Huit autres Mauriciens ont été arrêtés et sont en détention à Madagascar dans le cadre d’une enquête de la police malgache sur la saisie d’une cargaison d’héroïne à Antananarivo. Cette drogue, d’une valeur marchande de Rs 12,5 millions, était destinée à être écoulée sur le marché mauricien. Il s’agit d’Esperando Naiim Beeharry, de Jairo Jean Patrick et de son frère Jean Daniel Victoire, dit Joyce, des frères Kenjie et Kenny Morvant, de Jean Garry Etienne, de Jordan Robert et Jules Roddy Avoula. Leur arrestation résulte d’une enquête minutieuse, démarrée en février 2023 par la brigade antidrogue malgache, après la découverte de la vedette le Bras-d’Eau, à Nosibe-Maintialaka, au Nord-Est de la Grande île. Leur bateau, immatriculé PC 6938- OL-20 et enregistré à Maurice, était équipé de deux moteurs. Sept bidons vides et trois gilets de sauvetage ont été retrouvés à bord lors d’une inspection. On apprend que c’est toujours le statu quo dans cette affaire.
Le 2 juillet 2020, Yanesh Chimajee et son cousin Jevind Govind ont été retrouvés à Madagascar. Le duo de skippers avait quitté le lagon de La Gaulette à bord d’un speed boat pour de la pêche au gros et aurait eu une panne d’essence.

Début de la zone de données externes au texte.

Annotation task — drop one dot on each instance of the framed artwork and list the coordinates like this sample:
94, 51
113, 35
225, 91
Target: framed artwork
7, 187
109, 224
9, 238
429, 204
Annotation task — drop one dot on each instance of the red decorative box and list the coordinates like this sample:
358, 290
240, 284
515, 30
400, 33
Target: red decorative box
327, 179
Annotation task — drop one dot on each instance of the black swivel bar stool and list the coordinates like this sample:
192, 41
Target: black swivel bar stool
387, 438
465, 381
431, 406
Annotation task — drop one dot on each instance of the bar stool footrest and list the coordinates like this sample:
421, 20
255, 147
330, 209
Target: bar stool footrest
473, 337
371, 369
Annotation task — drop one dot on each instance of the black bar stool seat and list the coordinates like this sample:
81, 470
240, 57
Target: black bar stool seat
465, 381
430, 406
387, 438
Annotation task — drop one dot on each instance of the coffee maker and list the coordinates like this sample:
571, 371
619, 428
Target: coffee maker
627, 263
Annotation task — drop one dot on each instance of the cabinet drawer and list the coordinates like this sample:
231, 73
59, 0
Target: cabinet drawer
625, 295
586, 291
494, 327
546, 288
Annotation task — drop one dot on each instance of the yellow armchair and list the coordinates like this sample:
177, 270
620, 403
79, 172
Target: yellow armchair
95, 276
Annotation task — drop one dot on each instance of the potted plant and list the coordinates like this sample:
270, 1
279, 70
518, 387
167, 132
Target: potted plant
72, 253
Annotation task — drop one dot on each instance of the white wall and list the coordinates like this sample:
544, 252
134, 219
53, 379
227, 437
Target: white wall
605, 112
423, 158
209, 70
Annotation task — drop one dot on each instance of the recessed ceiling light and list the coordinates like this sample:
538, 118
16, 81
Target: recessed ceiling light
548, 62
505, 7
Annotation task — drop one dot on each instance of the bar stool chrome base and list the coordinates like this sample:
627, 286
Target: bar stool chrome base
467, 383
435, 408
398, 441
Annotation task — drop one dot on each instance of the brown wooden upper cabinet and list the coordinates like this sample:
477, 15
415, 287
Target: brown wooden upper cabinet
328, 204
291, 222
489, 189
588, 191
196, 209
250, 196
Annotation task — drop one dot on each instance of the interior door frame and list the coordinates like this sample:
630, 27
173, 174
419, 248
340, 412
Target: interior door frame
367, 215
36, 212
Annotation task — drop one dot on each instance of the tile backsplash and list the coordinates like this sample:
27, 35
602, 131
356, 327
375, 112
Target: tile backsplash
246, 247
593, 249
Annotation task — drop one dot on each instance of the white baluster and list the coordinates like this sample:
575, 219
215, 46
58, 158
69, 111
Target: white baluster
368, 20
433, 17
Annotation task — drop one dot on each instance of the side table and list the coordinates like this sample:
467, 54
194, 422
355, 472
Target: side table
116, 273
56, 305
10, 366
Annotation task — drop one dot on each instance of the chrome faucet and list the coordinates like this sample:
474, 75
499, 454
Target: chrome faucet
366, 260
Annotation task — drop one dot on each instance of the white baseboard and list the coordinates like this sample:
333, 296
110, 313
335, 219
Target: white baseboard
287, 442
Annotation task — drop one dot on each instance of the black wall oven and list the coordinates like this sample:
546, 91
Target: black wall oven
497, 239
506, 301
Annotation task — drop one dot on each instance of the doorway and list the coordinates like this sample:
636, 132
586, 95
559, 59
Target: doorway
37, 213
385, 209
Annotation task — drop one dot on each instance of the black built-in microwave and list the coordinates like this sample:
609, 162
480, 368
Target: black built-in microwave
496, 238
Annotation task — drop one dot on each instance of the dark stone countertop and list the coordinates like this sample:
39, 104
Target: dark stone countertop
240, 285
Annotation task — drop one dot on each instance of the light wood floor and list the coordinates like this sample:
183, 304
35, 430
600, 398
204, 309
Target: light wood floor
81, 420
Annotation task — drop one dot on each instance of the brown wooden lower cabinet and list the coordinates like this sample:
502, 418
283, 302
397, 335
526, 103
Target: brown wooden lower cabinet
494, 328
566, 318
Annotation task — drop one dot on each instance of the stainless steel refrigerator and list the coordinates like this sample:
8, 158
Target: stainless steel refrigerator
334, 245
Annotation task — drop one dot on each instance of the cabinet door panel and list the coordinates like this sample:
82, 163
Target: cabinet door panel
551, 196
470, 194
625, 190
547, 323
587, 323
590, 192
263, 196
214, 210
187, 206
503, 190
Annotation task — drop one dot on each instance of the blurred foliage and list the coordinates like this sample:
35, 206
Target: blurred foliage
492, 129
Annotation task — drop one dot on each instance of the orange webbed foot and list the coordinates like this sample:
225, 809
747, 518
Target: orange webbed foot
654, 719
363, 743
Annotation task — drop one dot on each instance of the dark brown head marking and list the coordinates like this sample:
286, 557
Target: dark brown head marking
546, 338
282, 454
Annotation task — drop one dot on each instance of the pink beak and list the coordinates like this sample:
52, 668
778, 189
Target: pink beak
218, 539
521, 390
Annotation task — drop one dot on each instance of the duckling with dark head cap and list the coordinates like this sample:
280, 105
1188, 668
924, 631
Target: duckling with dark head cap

L’ancien assesseur de la commission drogue étudie la question
Sam Lauthan, ancien assesseur de la commission d’enquête sur la drogue, nous livre les raisons pour lesquelles les enquêteurs n’arrivent pas remonter la piste des commanditaires. «Il faut savoir que ceux qui sont à la tête d’un trafic de drogue ont toujours de l’avance sur un gouvernement. Selon une étude internationale, ils emploient d’éminents avocats à travers le monde pour trouver des failles dans la loi et dans son application. C’est pour cela que nous avons eu de la drogue venue à Maurice dans des bonbonnes ou même dans une tractopelle.»
Il dit avoir fait ressortir, au directeur de la NCG, les manquements à la surveillance en mer. «J’ai été informé qu’il y avait une surveillance accrue dans les 82 passes. Mais j’ai brandi un rapport du United Nations Office on Drugs and Crime qui a mis l’accent sur leur étude qui dit que ’there is acute trafficking going on in the North of the Indian Ocean’. Ma théorie est simple : c’est qu’un speed boat puissant, qui effleure à peine la surface de l’eau, passe sur les récifs et arrive à La Réunion ou Madagascar.» Concernant les enquêtes qui butent dans les cas de bateaux qui se sont rendus à Madagascar ou même La Réunion, Sam Lauthan explique : «Il y a deux raisons possibles. Les personnes arrêtées ne savent pas à qui appartient réellement le bateau. Il y a toujours un prête-nom derrière le vrai commanditaire et c’est difficile pour les suspects de balancer celui qui est à la tête du trafic.» Il ajoute qu’un point important dans le trafic de drogue, c’est l’omerta. «C’est très simple. Si vous faites partie d’un cercle mafieux, si vous voulez sortir, on vous tue. La loi du silence. Si vous sortez ou si vous exposez les autres, c’est la mort. C’est soit vous acceptez la valise d’argent soit c’est le cercueil.»